When reviewing navigations, page access, and roles, consider the following factors, all of which impact the probability of a data breach, or a user being able to act nefariously.

• What level of information is available at the navigation
  • Refer to your institution’s internal documentation to better understand the following categories.
  • Category 1 data is public information.  This includes information that is specified as Directory Information under our system’s shared definition per the Family Educational Rights and Privacy Act (FERPA).
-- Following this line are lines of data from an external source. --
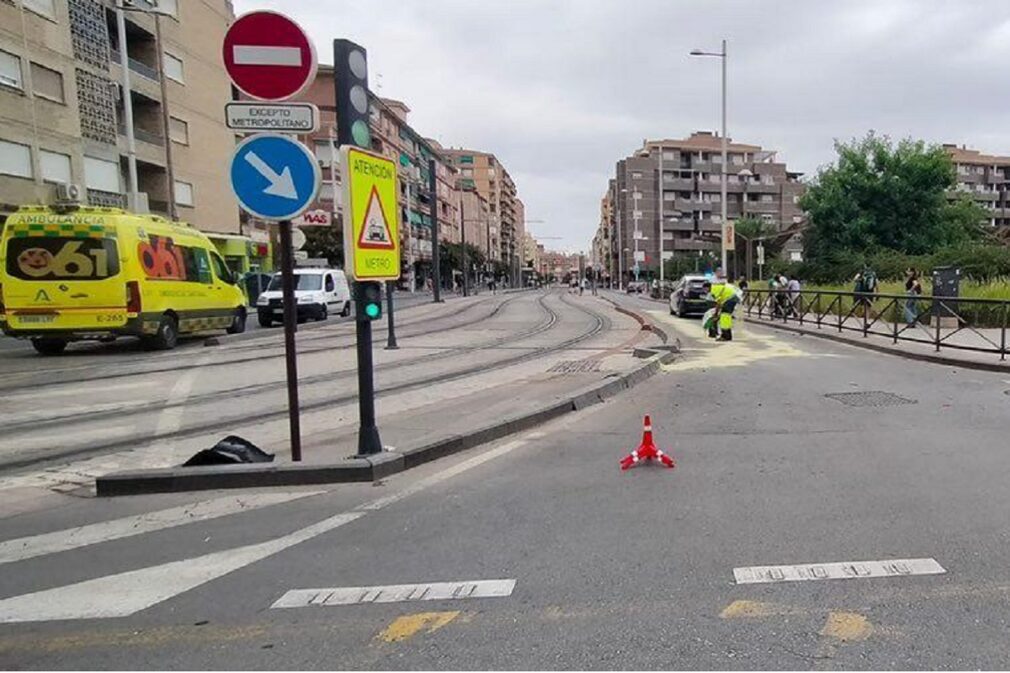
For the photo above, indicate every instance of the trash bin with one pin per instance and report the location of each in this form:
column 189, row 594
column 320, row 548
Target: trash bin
column 946, row 283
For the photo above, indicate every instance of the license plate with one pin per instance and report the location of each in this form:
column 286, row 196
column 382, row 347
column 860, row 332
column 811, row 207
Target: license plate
column 42, row 318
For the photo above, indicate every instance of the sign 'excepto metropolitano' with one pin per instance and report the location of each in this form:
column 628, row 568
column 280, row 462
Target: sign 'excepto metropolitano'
column 276, row 117
column 371, row 229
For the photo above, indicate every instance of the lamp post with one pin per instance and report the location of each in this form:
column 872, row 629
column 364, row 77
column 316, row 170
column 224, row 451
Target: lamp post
column 721, row 55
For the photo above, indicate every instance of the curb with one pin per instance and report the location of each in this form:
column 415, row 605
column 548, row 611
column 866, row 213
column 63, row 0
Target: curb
column 887, row 350
column 212, row 477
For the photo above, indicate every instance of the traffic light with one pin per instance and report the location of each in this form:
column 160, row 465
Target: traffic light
column 350, row 80
column 368, row 301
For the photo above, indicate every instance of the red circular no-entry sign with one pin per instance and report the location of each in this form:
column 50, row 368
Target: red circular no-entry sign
column 268, row 56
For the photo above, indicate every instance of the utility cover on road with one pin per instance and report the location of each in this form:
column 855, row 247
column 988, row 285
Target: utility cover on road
column 372, row 243
column 274, row 177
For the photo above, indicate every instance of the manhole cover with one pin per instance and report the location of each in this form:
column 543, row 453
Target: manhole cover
column 576, row 366
column 870, row 398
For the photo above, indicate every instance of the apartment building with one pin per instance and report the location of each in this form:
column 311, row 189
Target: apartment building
column 986, row 179
column 672, row 189
column 393, row 136
column 483, row 172
column 62, row 106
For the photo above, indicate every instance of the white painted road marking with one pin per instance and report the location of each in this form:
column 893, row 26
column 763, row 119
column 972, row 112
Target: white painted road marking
column 246, row 55
column 125, row 593
column 847, row 570
column 93, row 534
column 395, row 593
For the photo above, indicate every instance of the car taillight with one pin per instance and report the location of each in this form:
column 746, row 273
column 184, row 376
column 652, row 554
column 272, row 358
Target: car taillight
column 132, row 297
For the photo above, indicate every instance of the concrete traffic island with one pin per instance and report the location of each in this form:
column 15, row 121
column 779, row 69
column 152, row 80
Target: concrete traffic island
column 460, row 411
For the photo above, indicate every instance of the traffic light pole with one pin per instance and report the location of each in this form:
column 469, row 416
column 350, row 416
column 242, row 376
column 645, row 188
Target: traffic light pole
column 290, row 325
column 368, row 435
column 391, row 331
column 433, row 198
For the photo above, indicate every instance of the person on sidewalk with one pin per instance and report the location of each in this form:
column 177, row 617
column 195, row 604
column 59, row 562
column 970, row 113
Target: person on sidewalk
column 913, row 288
column 725, row 296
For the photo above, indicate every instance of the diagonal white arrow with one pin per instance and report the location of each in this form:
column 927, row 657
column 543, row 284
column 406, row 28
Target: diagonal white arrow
column 280, row 185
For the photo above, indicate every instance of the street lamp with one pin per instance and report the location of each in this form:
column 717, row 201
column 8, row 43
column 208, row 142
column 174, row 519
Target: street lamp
column 721, row 55
column 744, row 175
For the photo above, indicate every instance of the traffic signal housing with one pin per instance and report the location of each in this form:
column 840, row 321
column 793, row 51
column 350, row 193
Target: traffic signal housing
column 368, row 300
column 350, row 80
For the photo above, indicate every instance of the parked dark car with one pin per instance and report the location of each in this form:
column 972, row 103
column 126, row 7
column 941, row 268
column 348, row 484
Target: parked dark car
column 661, row 289
column 689, row 296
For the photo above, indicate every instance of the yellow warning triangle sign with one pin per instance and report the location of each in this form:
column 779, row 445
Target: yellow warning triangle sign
column 375, row 232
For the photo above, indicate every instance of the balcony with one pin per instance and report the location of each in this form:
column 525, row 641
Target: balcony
column 138, row 67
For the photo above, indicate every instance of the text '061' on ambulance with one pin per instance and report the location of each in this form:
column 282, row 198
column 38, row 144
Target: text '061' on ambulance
column 89, row 273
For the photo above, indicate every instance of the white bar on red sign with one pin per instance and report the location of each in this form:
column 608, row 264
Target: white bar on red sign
column 846, row 570
column 267, row 56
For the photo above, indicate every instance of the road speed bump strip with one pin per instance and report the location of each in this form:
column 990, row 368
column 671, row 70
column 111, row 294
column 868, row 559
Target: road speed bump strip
column 395, row 593
column 846, row 570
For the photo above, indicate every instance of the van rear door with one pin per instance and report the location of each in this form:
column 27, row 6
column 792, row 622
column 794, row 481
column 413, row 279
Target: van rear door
column 64, row 279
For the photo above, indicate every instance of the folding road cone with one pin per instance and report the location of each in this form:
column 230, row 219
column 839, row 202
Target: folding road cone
column 646, row 451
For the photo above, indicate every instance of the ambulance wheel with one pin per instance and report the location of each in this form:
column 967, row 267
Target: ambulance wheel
column 49, row 346
column 237, row 325
column 167, row 335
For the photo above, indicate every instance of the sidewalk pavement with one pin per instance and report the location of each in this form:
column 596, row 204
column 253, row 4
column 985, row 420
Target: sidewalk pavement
column 916, row 343
column 424, row 424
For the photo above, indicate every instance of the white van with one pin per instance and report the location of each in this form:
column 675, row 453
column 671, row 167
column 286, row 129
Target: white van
column 317, row 291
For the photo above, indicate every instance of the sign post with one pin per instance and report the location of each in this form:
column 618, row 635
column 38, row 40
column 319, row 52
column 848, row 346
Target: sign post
column 371, row 256
column 274, row 177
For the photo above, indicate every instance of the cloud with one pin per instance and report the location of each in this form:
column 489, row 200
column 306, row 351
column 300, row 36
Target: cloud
column 561, row 90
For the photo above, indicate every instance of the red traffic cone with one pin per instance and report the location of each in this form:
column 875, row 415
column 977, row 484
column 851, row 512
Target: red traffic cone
column 646, row 451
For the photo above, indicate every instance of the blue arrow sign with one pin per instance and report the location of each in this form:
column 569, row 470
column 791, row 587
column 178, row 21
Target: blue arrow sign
column 274, row 177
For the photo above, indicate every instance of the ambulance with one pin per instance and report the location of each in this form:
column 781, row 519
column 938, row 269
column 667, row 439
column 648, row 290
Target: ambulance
column 90, row 273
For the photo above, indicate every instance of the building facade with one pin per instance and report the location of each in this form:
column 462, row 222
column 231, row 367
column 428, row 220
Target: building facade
column 482, row 171
column 985, row 178
column 63, row 106
column 670, row 190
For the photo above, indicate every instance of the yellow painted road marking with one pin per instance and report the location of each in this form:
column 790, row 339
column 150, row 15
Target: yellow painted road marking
column 846, row 627
column 756, row 608
column 408, row 626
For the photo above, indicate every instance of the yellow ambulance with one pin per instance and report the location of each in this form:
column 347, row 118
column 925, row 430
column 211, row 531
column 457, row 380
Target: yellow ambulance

  • Category 2 data is sensitive information.  All data that isn’t public information is at least category 2, although some data will be higher.
  • Category 3 data is confidential, and includes things like social security number, citizenship status, driver’s license number, credit card number, bank account number, among other information.
  • Category 4 data is confidential information requiring special handling.  
• Whether or not the user has a role that grants them the ability to edit the data at the navigation, and, if applicable, whether or not the user has access to correct historical data.
• What other navigations & information is on the role
• Whether or not there are other roles that cover the navigation that might be more appropriate.
• How robust your offboarding processes are.  
• Whether or not the user’s current job responsibilities require the access the user has.